Re: spurious (?) mce Hardware Error messages in v6.19
From: Bert Karwatzki
Date: Thu Feb 12 2026 - 07:54:16 EST
I couldn't test this patch as I was busy figuring out this:
243b467dea17 Revert "drm/amd: Check if ASPM is enabled from PCIe subsystem"
but with this done I could do some testing on v6.19. The periodic bogus mce
errors are gone because smca_should_log_poll_error() usually returns false, but
I still get some error messages for which I'm not sure if they are real errors.
I monitored smca_should_log_poll_error() like this (in v6.19 (errors do not occur in v6.18)):
static bool smca_should_log_poll_error(struct mce *m)
{
if (m->status & MCI_STATUS_VAL) {
printk(KERN_INFO "%s: 0\n", __func__);
return true;
}
m->status = mce_rdmsrq(MSR_AMD64_SMCA_MCx_DESTAT(m->bank));
if ((m->status & MCI_STATUS_VAL) && (m->status & MCI_STATUS_DEFERRED)) {
printk(KERN_INFO "%s: 1\n", __func__);
m->kflags |= MCE_CHECK_DFR_REGS;
return true;
}
printk(KERN_INFO "%s: 2\n", __func__);
return false;
}
And get these error messages (usually just once or twice per boot)
Examples from v6.19:
$ grep -aE "Hardware Error|smca_should_log_poll_error: 1" /var/log/kern.log
2026-02-10T16:15:01.001203+01:00 lisa kernel: [ C0] smca_should_log_poll_error: 1
2026-02-10T16:15:01.001815+01:00 lisa kernel: [T45426] mce: [Hardware Error]: Machine check events logged
2026-02-10T16:15:01.001818+01:00 lisa kernel: [T45426] [Hardware Error]: Deferred error, no action required.
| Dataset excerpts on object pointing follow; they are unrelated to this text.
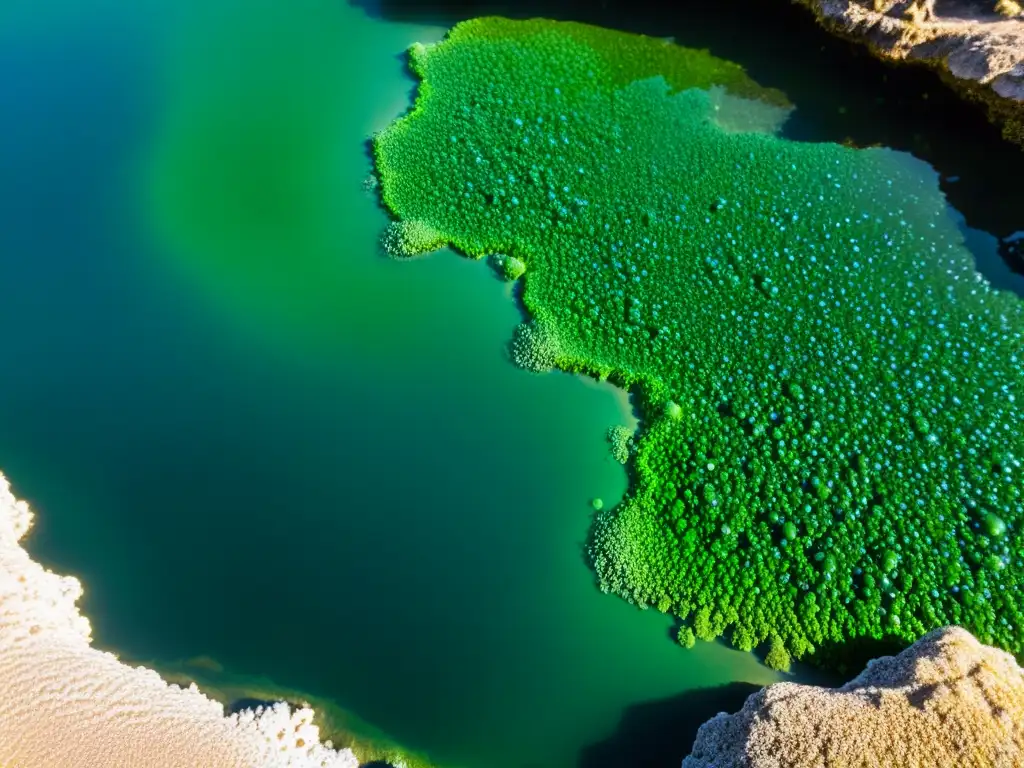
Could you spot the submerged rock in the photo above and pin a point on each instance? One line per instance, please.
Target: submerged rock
(979, 43)
(945, 701)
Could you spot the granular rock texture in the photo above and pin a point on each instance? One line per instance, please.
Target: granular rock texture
(946, 701)
(67, 705)
(979, 42)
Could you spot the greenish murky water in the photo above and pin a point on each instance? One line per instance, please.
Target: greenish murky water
(256, 439)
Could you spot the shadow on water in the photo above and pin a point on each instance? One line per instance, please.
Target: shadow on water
(842, 91)
(660, 733)
(847, 659)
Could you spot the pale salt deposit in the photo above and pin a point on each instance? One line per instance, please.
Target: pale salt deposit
(67, 705)
(946, 701)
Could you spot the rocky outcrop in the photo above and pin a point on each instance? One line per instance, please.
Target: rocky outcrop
(978, 44)
(946, 701)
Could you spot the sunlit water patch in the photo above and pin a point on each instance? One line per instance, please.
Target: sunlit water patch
(258, 440)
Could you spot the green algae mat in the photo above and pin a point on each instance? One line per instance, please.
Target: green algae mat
(830, 441)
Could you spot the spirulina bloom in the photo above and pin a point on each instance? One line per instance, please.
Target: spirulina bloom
(832, 438)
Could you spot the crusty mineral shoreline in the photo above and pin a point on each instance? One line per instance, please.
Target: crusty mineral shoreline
(977, 44)
(66, 705)
(946, 701)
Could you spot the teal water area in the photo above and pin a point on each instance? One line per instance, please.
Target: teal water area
(256, 439)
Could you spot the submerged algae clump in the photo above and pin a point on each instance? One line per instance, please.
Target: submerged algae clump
(827, 385)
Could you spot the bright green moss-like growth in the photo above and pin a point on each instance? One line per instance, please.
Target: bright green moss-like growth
(621, 439)
(832, 439)
(686, 637)
(509, 267)
(411, 239)
(778, 656)
(535, 347)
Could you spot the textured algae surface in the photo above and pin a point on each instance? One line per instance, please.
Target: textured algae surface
(832, 440)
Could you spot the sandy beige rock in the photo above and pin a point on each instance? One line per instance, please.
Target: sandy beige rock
(66, 705)
(946, 701)
(980, 43)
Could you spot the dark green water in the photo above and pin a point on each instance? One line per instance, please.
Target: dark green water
(256, 439)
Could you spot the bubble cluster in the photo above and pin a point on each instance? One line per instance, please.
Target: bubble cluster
(832, 442)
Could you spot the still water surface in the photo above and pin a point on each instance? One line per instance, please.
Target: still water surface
(256, 439)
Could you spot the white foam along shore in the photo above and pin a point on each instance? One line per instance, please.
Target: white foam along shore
(67, 705)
2026-02-10T16:15:01.001819+01:00 lisa kernel: [T45426] [Hardware Error]: CPU:0 (19:50:0) MC14_STATUS[-|-|-|AddrV|PCC|-|-|Deferred|-|-]: 0x8700900800000000
2026-02-10T16:15:01.001821+01:00 lisa kernel: [T45426] [Hardware Error]: Error Addr: 0x01b3877c00000020
2026-02-10T16:15:01.001822+01:00 lisa kernel: [T45426] [Hardware Error]: IPID: 0x000700b040000000
2026-02-10T16:15:01.001831+01:00 lisa kernel: [T45426] [Hardware Error]: L3 Cache Ext. Error Code: 0
2026-02-10T16:15:01.001832+01:00 lisa kernel: [T45426] [Hardware Error]: cache level: RESV, tx: INSN
2026-02-11T14:24:13.358353+01:00 lisa kernel: [ C0] smca_should_log_poll_error: 1
2026-02-11T14:24:13.358832+01:00 lisa kernel: [T310371] mce: [Hardware Error]: Machine check events logged
2026-02-11T14:24:13.361773+01:00 lisa kernel: [T310371] [Hardware Error]: Deferred error, no action required.
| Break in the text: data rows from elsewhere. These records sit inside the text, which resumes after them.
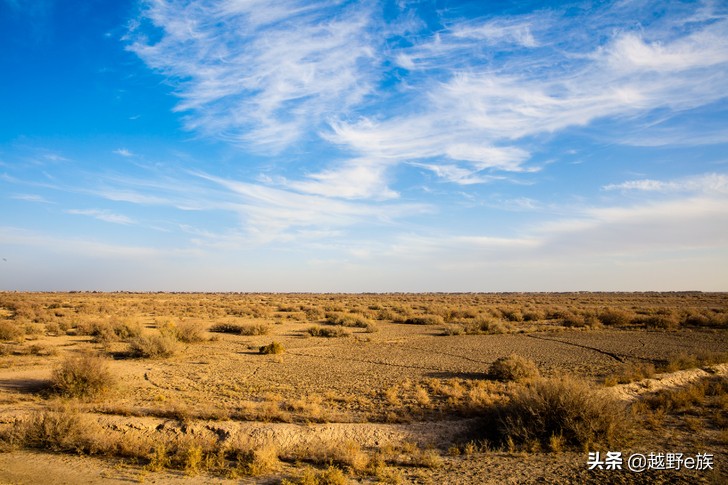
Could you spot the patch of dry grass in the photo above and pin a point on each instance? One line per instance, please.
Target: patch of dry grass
(564, 410)
(513, 368)
(327, 332)
(85, 376)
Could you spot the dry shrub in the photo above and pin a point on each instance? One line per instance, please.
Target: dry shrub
(689, 361)
(614, 317)
(241, 329)
(154, 346)
(513, 368)
(563, 411)
(347, 320)
(84, 376)
(425, 320)
(631, 372)
(272, 348)
(328, 332)
(58, 429)
(10, 331)
(189, 332)
(485, 325)
(311, 476)
(259, 461)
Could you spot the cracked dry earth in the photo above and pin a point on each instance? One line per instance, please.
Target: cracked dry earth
(359, 387)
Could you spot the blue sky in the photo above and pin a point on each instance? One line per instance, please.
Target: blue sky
(246, 145)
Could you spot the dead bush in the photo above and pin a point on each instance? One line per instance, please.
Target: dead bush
(153, 346)
(347, 320)
(425, 320)
(241, 329)
(614, 317)
(190, 332)
(272, 348)
(10, 331)
(327, 332)
(84, 376)
(58, 429)
(513, 368)
(561, 410)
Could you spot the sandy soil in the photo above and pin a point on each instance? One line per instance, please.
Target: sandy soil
(359, 387)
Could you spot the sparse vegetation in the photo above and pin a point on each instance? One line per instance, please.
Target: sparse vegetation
(328, 332)
(84, 376)
(317, 414)
(513, 368)
(154, 345)
(272, 348)
(563, 411)
(241, 329)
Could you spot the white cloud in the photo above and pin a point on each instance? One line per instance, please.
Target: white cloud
(260, 73)
(466, 95)
(123, 152)
(706, 183)
(30, 198)
(102, 215)
(518, 32)
(271, 213)
(356, 179)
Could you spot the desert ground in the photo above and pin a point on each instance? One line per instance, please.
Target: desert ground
(369, 388)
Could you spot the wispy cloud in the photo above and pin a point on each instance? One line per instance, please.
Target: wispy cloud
(271, 213)
(313, 72)
(123, 152)
(102, 215)
(30, 198)
(256, 73)
(706, 184)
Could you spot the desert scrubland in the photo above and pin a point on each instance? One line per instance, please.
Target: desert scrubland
(365, 388)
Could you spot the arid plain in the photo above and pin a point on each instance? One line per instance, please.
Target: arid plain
(369, 388)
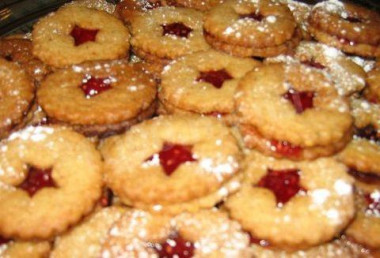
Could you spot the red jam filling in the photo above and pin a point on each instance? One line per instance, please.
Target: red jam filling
(177, 29)
(301, 100)
(255, 241)
(283, 183)
(367, 177)
(252, 16)
(216, 78)
(173, 155)
(369, 132)
(175, 247)
(4, 241)
(314, 64)
(93, 86)
(106, 198)
(82, 35)
(373, 202)
(286, 149)
(37, 179)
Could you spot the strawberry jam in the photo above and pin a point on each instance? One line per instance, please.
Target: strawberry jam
(283, 183)
(216, 78)
(252, 16)
(92, 86)
(313, 64)
(82, 35)
(368, 132)
(301, 100)
(177, 29)
(373, 202)
(36, 180)
(173, 155)
(175, 247)
(286, 149)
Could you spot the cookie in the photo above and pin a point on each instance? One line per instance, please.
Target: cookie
(17, 95)
(203, 234)
(19, 50)
(251, 28)
(293, 111)
(282, 201)
(362, 154)
(98, 98)
(166, 33)
(75, 34)
(352, 28)
(86, 239)
(191, 162)
(203, 83)
(49, 176)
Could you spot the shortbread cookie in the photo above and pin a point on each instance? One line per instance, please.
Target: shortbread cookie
(290, 200)
(50, 176)
(75, 34)
(98, 98)
(86, 239)
(349, 27)
(173, 163)
(251, 28)
(202, 234)
(203, 83)
(290, 110)
(17, 94)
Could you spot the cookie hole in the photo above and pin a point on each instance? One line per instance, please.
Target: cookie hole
(284, 184)
(92, 86)
(214, 77)
(285, 148)
(37, 179)
(177, 29)
(171, 156)
(301, 100)
(368, 132)
(174, 246)
(82, 35)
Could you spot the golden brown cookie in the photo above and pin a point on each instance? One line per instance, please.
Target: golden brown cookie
(49, 176)
(203, 234)
(293, 111)
(17, 95)
(98, 98)
(283, 201)
(251, 28)
(75, 34)
(349, 27)
(191, 162)
(203, 83)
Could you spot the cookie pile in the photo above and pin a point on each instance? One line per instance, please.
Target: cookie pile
(192, 128)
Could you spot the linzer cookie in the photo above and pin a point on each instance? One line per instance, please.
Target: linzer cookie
(362, 154)
(293, 111)
(17, 94)
(203, 83)
(98, 98)
(17, 248)
(191, 162)
(296, 205)
(165, 33)
(348, 77)
(251, 28)
(349, 27)
(49, 178)
(86, 239)
(19, 50)
(202, 234)
(365, 228)
(75, 34)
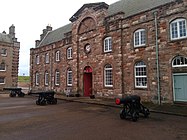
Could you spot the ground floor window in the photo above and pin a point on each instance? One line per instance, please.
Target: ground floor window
(2, 80)
(46, 78)
(37, 80)
(108, 76)
(140, 75)
(69, 77)
(57, 78)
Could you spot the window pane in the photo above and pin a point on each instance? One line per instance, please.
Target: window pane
(2, 80)
(57, 78)
(180, 61)
(140, 75)
(69, 77)
(182, 28)
(2, 67)
(108, 75)
(174, 30)
(108, 44)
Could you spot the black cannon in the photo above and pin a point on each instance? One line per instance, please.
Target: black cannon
(15, 91)
(45, 97)
(132, 107)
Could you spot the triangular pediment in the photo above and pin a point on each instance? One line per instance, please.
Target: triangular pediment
(95, 6)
2026-02-11T14:24:13.361778+01:00 lisa kernel: [T310371] [Hardware Error]: CPU:0 (19:50:0) MC11_STATUS[-|-|-|AddrV|-|-|SyndV|UECC|Deferred|-|-]:
0x8424b0c8009d011e
2026-02-11T14:24:13.361781+01:00 lisa kernel: [T310371] [Hardware Error]: Error Addr: 0x01f8a43400000020
2026-02-11T14:24:13.361782+01:00 lisa kernel: [T310371] [Hardware Error]: IPID: 0x000700b040000000, Syndrome: 0x0000000000000042
2026-02-11T14:24:13.361787+01:00 lisa kernel: [T310371] [Hardware Error]: L3 Cache Ext. Error Code: 29
2026-02-11T14:24:13.361788+01:00 lisa kernel: [T310371] [Hardware Error]: cache level: L2, tx: RESV, mem-tx: RD
2026-02-12T10:07:28.804529+01:00 lisa kernel: [ C0] smca_should_log_poll_error: 1
2026-02-12T10:07:28.805020+01:00 lisa kernel: [T393396] mce: [Hardware Error]: Machine check events logged
2026-02-12T10:07:28.805028+01:00 lisa kernel: [T393396] [Hardware Error]: Deferred error, no action required.
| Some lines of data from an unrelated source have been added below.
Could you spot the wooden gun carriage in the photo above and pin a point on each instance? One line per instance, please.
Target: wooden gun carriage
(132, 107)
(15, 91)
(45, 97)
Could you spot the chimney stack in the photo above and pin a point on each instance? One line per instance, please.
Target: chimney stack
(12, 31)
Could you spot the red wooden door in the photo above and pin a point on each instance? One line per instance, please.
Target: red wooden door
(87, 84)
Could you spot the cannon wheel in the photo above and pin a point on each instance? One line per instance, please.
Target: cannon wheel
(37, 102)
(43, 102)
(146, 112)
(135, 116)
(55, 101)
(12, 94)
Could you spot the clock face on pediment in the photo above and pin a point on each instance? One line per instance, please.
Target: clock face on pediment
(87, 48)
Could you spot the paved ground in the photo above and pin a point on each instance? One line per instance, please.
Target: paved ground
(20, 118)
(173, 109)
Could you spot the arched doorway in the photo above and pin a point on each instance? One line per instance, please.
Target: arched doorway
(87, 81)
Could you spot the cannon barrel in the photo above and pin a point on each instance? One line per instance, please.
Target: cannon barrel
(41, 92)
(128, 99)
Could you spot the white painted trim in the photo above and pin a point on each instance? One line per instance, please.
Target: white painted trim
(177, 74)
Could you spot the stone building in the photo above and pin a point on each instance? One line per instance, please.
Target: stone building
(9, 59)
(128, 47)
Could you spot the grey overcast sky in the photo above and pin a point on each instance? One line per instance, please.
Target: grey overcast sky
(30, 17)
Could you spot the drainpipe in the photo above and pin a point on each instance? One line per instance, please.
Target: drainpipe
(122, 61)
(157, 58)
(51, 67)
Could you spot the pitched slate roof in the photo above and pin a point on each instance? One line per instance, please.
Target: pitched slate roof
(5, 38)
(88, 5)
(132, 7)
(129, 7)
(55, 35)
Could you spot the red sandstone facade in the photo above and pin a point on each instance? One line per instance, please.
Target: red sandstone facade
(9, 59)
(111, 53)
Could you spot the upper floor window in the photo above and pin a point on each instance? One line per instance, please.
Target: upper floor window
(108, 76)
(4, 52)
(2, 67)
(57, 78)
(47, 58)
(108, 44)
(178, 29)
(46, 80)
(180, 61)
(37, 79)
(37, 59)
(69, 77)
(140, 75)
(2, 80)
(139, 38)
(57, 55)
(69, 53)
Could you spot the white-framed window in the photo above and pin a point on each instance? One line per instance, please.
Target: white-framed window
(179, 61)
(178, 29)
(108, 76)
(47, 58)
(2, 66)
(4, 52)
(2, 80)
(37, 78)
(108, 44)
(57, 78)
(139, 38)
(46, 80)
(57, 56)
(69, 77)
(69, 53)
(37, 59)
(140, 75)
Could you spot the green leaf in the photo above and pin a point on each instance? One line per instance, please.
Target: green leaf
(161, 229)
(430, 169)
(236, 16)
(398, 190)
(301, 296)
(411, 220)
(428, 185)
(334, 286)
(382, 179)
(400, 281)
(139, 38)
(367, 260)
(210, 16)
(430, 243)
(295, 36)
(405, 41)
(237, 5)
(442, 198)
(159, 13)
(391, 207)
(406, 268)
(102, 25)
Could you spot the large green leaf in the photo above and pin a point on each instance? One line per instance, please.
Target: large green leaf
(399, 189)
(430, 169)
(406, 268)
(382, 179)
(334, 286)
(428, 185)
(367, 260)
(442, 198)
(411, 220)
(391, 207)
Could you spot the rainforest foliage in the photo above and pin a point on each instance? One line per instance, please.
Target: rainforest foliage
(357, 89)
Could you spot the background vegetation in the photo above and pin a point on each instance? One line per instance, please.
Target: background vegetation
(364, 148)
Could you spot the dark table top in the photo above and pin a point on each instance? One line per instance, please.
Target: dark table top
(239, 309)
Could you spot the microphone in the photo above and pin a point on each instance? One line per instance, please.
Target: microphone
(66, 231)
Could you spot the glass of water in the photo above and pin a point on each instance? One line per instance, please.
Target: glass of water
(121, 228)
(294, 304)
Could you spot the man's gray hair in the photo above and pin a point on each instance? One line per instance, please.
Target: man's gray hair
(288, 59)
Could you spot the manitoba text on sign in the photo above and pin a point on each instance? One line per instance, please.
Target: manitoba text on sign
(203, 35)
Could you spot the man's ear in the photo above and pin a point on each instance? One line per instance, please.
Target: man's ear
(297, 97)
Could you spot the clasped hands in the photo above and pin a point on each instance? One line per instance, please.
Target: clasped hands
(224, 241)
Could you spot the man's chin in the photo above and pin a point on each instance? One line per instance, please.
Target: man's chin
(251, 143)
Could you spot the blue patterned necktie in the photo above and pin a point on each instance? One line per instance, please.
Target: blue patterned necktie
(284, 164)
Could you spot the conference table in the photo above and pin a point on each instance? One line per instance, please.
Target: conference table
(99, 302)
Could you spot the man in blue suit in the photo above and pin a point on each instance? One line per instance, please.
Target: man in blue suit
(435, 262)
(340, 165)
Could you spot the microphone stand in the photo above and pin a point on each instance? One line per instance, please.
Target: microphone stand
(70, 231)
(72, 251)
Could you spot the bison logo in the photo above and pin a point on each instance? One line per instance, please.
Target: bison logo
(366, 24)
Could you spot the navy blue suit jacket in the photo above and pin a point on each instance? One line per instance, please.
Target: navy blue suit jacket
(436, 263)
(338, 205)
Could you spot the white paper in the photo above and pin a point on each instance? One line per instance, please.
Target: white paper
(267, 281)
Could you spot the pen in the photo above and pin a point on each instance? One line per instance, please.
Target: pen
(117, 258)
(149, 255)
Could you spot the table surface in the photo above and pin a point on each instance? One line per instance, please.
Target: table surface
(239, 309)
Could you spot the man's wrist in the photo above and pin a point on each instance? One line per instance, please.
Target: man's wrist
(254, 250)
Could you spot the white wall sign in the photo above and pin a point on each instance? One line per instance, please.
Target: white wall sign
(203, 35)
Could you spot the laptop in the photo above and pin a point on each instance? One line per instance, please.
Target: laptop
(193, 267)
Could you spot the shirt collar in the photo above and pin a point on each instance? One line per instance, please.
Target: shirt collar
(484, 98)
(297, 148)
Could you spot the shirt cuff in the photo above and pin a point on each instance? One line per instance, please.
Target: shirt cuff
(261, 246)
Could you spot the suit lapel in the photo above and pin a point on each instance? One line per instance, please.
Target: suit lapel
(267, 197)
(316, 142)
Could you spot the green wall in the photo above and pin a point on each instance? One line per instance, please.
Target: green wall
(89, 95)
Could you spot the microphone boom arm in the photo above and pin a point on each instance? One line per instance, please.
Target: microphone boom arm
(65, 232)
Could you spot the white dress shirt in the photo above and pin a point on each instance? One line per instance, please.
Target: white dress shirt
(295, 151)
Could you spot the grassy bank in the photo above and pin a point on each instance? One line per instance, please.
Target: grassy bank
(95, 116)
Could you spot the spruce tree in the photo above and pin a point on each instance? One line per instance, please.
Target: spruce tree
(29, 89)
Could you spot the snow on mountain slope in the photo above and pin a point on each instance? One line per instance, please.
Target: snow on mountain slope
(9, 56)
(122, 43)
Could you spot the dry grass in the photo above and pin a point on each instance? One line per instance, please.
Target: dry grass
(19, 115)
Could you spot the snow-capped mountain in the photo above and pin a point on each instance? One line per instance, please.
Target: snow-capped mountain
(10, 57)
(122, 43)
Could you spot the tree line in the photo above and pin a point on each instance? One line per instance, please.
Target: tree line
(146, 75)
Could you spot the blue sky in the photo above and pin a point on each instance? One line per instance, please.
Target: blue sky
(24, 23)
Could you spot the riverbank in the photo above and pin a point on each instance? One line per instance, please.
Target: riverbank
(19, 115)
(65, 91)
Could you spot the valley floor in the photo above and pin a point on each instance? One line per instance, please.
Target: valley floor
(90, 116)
2026-02-12T10:07:28.805029+01:00 lisa kernel: [T393396] [Hardware Error]: CPU:0 (19:50:0) MC11_STATUS[-|-|-|AddrV|PCC|-|-|Deferred|-|-]: 0x8700900800000000
2026-02-12T10:07:28.805030+01:00 lisa kernel: [T393396] [Hardware Error]: Error Addr: 0x01300a9d00000020
2026-02-12T10:07:28.805031+01:00 lisa kernel: [T393396] [Hardware Error]: IPID: 0x000700b040000000
2026-02-12T10:07:28.805033+01:00 lisa kernel: [T393396] [Hardware Error]: L3 Cache Ext. Error Code: 0
2026-02-12T10:07:28.805034+01:00 lisa kernel: [T393396] [Hardware Error]: cache level: RESV, tx: INSN
Are the "Error Addr" reported here supposed to be physical addresses of memory?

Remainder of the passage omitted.